Mining rock's treasures in basements and bidding wars

by Patrick MacDonald
Seattle Times staff critic
Peter Blecha was harboring a secret he couldn't tell even his wife and kids.

He ached to talk about it, so to occupy his mind he turned on the TV. And there it was, his secret revealed for all the world to see.

"Com'ere," he cried to his household. "Look at this!" There, on VH1, was a replay of the auction at which Blecha, senior curator of EMP, successfully bid $497,500 of Paul Allen's money for "Brownie," Eric Clapton's beloved Fender Stratocaster. The TV narrator said it was probably going to EMP.

"That's me on the other end of the phone," Blecha told his family. "I'm the anonymous bidder!" They were unimpressed. He wasn't on TV. He wasn't even identified.

But Blecha knew he was part of pop history. He had bid the most ever for a guitar at auction. Allen didn't want any publicity about the buy, so as not to encourage others to jack up their prices for items EMP was eyeing. Blecha had been sworn to secrecy after the June 1999 auction. But now, just days later, the secret was out.

The instrument, one of 100 Clapton guitars auctioned for charity that day at Christie's in New York, raising $5 million for his Crossroads Centre drug-treatment facility, was the one on which Clapton recorded his classic "Layla." It's pictured on the cover of the "Layla & Other Assorted Love Songs" album by the Clapton-led group, Derek & the Dominoes.

Blecha, a Seattle native whose lifelong devotion to Northwest music - and huge collection of recordings and memorabilia to go with it - got him his job at EMP in 1992, says that acquiring items for the collection isn't always that glamorous or exciting.

"It's not all Indiana Jones type of archeological adventures," he explained. "A lot of the time it's just answering the phone."

His initial EMP mandate was "to scour the planet for world-class Hendrix artifacts, the crown jewels, the iconic pieces." That was back when the museum was to have been devoted to Jimi Hendrix.
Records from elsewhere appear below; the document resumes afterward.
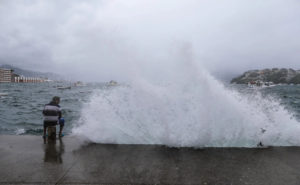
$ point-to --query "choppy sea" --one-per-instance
(22, 104)
(154, 116)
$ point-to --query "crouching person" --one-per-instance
(52, 115)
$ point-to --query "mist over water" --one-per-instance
(187, 108)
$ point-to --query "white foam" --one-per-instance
(20, 131)
(192, 111)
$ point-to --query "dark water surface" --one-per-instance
(21, 109)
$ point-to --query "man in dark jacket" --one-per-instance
(52, 115)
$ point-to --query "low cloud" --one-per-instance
(103, 40)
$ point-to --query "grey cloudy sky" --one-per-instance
(109, 39)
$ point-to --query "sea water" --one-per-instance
(200, 112)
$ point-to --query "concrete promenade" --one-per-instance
(27, 160)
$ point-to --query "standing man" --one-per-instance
(52, 115)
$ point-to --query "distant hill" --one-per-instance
(275, 75)
(34, 74)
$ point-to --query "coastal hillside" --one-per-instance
(275, 75)
(34, 74)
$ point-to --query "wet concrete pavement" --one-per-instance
(27, 160)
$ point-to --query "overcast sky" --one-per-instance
(110, 39)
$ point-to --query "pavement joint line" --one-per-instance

But when the Hendrix family backed out of participating, EMP took on a larger view, encompassing Northwest music specifically, and all of rock history in general.

The collection began with the guitar Hendrix had played at Woodstock and his famous black-felt bolero hat, both of which Paul Allen had purchased in the early '90s. The guitar was found in Italy, owned by a disc jockey named Red Penny who had acquired it at an auction at Sotheby's. Allen made Penny an offer he accepted, and Jody Patton, Allen's sister and EMP executive director, flew to Italy to fetch it. She bought first-class seats for herself and the guitar for the return flight. The hat? Phone call; dickering; sold!
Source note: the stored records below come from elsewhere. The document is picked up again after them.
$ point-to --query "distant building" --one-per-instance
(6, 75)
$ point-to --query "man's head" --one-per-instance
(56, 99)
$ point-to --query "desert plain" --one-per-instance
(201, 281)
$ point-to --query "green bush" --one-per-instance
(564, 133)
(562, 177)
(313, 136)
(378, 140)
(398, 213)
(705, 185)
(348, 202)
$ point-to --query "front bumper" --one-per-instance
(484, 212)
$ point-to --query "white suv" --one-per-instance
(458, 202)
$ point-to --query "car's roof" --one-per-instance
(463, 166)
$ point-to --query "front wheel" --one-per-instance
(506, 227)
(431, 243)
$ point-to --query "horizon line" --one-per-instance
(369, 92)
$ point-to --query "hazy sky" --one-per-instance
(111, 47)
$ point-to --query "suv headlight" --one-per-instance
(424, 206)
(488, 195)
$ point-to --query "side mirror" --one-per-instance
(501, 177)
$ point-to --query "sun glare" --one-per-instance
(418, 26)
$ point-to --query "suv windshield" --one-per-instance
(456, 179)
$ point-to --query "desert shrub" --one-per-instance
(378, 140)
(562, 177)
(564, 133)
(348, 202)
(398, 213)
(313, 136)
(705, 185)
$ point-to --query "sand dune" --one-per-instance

The Hendrix item of which Blecha is most proud is the "Electric Ladyland" song book of Hendrix's hand-written lyrics for the 1968 double album, obtained by Allen at auction; two pieces of a guitar Hendrix smashed at a show at the Saville Theatre in London in 1967, significant because the guitar had been hand-painted by Hendrix, bought from the person who caught the fragments; and several articles of clothing, including a wildly colorful jacket and a torn kimono, both acquired from fans who had been given them by Hendrix's father.

"Al Hendrix used to give away stuff to people who knocked on his door," Blecha marveled. "Dozens of Jimi's scarves, shirts, shoes, all kinds of stuff. He had them in boxes in his basement. We went and showed him how to store things, how to fold clothing in acid-free paper or hang it in Mylar bags. He just sort of chuckled." Blecha shook his head in disbelief.
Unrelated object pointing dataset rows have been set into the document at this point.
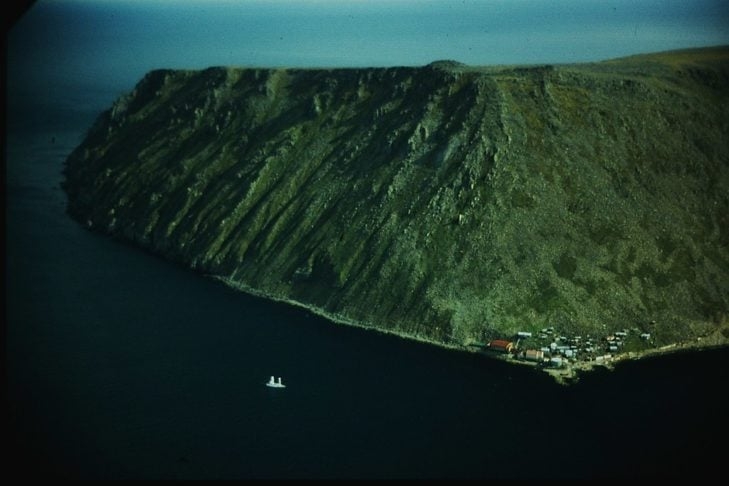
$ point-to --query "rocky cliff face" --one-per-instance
(445, 202)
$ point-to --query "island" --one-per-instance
(564, 216)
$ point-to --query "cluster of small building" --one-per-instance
(557, 351)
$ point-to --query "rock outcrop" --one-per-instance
(446, 202)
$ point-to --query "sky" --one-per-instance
(113, 43)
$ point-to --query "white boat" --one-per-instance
(275, 384)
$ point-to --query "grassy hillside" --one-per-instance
(446, 202)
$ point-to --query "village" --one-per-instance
(552, 350)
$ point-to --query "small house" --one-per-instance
(501, 346)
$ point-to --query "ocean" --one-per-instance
(120, 364)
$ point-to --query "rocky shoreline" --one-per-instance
(568, 374)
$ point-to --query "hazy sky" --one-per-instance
(114, 42)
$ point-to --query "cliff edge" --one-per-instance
(450, 203)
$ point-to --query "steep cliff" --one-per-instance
(445, 202)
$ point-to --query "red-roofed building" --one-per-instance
(501, 346)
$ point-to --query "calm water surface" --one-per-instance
(123, 365)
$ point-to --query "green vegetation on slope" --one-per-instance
(448, 202)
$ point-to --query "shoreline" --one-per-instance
(565, 375)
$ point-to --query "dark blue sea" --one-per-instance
(120, 364)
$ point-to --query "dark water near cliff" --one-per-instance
(122, 365)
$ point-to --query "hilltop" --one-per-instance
(448, 203)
Blecha and fellow senior curator Jim Fricke are most proud of EMP's guitar collection, which includes one of Bo Diddley's early box guitars (purchased from Diddley), a Kurt Cobain guitar signed by the other members of Nirvana (purchased from a collector), an acoustic guitar Bob Dylan gave to his New York landlady around 1961 for past-due rent (purchased from a dealer), what is believed to be the first electric bass, made in 1936 (also purchased from a dealer), and the guitar on which the Kingsmen recorded "Louie Louie" (purchased from a band member).